Step 4: Sum the terms to calculate the trace.

\( \text{trace}(R) = \sin \theta + \left( -\frac{1}{2} \sin \theta + \frac{\sqrt{3}}{2} \cos \theta \right) + \left( -\frac{1}{2} \sin \theta - \frac{\sqrt{3}}{2} \cos \theta \right) \).

\( \text{trace}(R) = (\sin \theta - \frac{1}{2} \sin \theta - \frac{1}{2} \sin \theta) + (\frac{\sqrt{3}}{2} \cos \theta - \frac{\sqrt{3}}{2} \cos \theta) = 0 \).

This result is independent of \( \theta \). Therefore, Assertion 1, "Trace(R) = 0", is true.

Assertion 2: If \( \text{trace}(\text{adj}(\text{adj}(R))) = 0 \), then \( R \) has exactly one non-zero entry.

Step 1: Determine the expression for \( \text{trace}(\text{adj}(\text{adj}(R))) \).

For a \( 3 \times 3 \) matrix \( R \), \( \text{adj}(\text{adj}(R)) = (\det R)^{3-2} R = (\det R) R \).

The determinant of the diagonal matrix \( R \) is \( \det R = xyz \).

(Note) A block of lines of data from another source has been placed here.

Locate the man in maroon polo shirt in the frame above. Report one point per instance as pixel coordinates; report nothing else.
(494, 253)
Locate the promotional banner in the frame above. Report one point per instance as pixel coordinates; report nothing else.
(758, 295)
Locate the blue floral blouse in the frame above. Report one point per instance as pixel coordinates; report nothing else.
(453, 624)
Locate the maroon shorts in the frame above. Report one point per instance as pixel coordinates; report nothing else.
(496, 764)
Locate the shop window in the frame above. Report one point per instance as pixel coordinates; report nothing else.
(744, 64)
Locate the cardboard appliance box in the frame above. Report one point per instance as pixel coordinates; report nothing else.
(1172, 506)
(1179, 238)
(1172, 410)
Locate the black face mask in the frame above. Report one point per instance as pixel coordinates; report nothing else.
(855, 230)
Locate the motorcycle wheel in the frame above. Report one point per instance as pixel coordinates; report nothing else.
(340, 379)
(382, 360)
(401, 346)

Thus, \( \text{adj}(\text{adj}(R)) = (xyz) R = \begin{pmatrix} x^2yz & 0 & 0 \\ 0 & xy^2z & 0 \\ 0 & 0 & xyz^2 \end{pmatrix} \).

The trace is \( \text{trace}(\text{adj}(\text{adj}(R))) = x^2yz + xy^2z + xyz^2 = xyz(x + y + z) \).

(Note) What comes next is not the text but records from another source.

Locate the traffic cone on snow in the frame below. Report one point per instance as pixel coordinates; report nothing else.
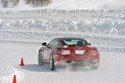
(14, 79)
(22, 62)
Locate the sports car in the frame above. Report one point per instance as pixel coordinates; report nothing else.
(69, 50)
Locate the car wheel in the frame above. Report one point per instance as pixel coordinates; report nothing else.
(40, 59)
(51, 63)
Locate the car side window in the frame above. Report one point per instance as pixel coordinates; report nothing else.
(53, 43)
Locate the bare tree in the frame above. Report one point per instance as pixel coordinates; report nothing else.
(9, 3)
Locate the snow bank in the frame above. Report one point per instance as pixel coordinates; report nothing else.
(7, 72)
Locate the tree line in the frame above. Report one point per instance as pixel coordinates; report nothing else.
(13, 3)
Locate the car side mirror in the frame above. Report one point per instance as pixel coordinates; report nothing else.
(44, 44)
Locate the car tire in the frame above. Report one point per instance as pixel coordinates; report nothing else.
(51, 63)
(40, 59)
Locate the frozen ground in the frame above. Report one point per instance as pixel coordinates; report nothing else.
(22, 37)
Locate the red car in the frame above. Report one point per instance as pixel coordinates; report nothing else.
(70, 51)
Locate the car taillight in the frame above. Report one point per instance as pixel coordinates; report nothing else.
(64, 52)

Step 2: Evaluate the condition \( \text{trace}(\text{adj}(\text{adj}(R))) = 0 \).

From Assertion 1, \( x + y + z = 0 \). Substituting this, \( \text{trace}(\text{adj}(\text{adj}(R))) = xyz(0) = 0 \). This condition is always met for any \( \theta \).

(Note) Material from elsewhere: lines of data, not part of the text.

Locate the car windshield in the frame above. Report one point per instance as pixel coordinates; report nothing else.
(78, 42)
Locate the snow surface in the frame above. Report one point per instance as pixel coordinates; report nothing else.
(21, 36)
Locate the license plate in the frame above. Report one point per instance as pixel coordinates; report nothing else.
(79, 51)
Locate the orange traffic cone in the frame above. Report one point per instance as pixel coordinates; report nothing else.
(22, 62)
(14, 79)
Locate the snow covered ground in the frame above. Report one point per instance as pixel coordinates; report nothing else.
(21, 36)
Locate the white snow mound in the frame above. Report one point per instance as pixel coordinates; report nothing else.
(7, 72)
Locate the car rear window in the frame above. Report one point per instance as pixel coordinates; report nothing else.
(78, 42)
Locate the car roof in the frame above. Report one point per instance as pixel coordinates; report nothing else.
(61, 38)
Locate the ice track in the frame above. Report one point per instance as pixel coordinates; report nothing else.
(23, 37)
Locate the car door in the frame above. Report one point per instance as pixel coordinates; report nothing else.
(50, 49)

Step 3: Verify the conclusion: "\( R \) has exactly one non-zero entry."

This is an implication. Since the hypothesis (\( \text{trace}(\text{adj}(\text{adj}(R))) = 0 \)) is always true, we must check if the conclusion is always true. Consider \( \theta = \frac{\pi}{6} \).

\( x = \sin(\frac{\pi}{6}) = \frac{1}{2} \).

\( y = \sin(\frac{\pi}{6} + \frac{2\pi}{3}) = \sin(\frac{5\pi}{6}) = \frac{1}{2} \).

\( z = \sin(\frac{\pi}{6} + \frac{4\pi}{3}) = \sin(\frac{3\pi}{2}) = -1 \).

For \( \theta = \frac{\pi}{6} \), the diagonal entries are \( \frac{1}{2}, \frac{1}{2}, -1 \). All three are non-zero, contradicting the conclusion that \( R \) must have exactly one non-zero entry. Therefore, Assertion 2 is false.

Conclusion:

Summary of findings:

• Assertion 1: "Trace(R) = 0" is true.
• Assertion 2: "If trace(adj(adj(R))) = 0, then R has exactly one non-zero entry" is false.

Consequently, only the first assertion is true.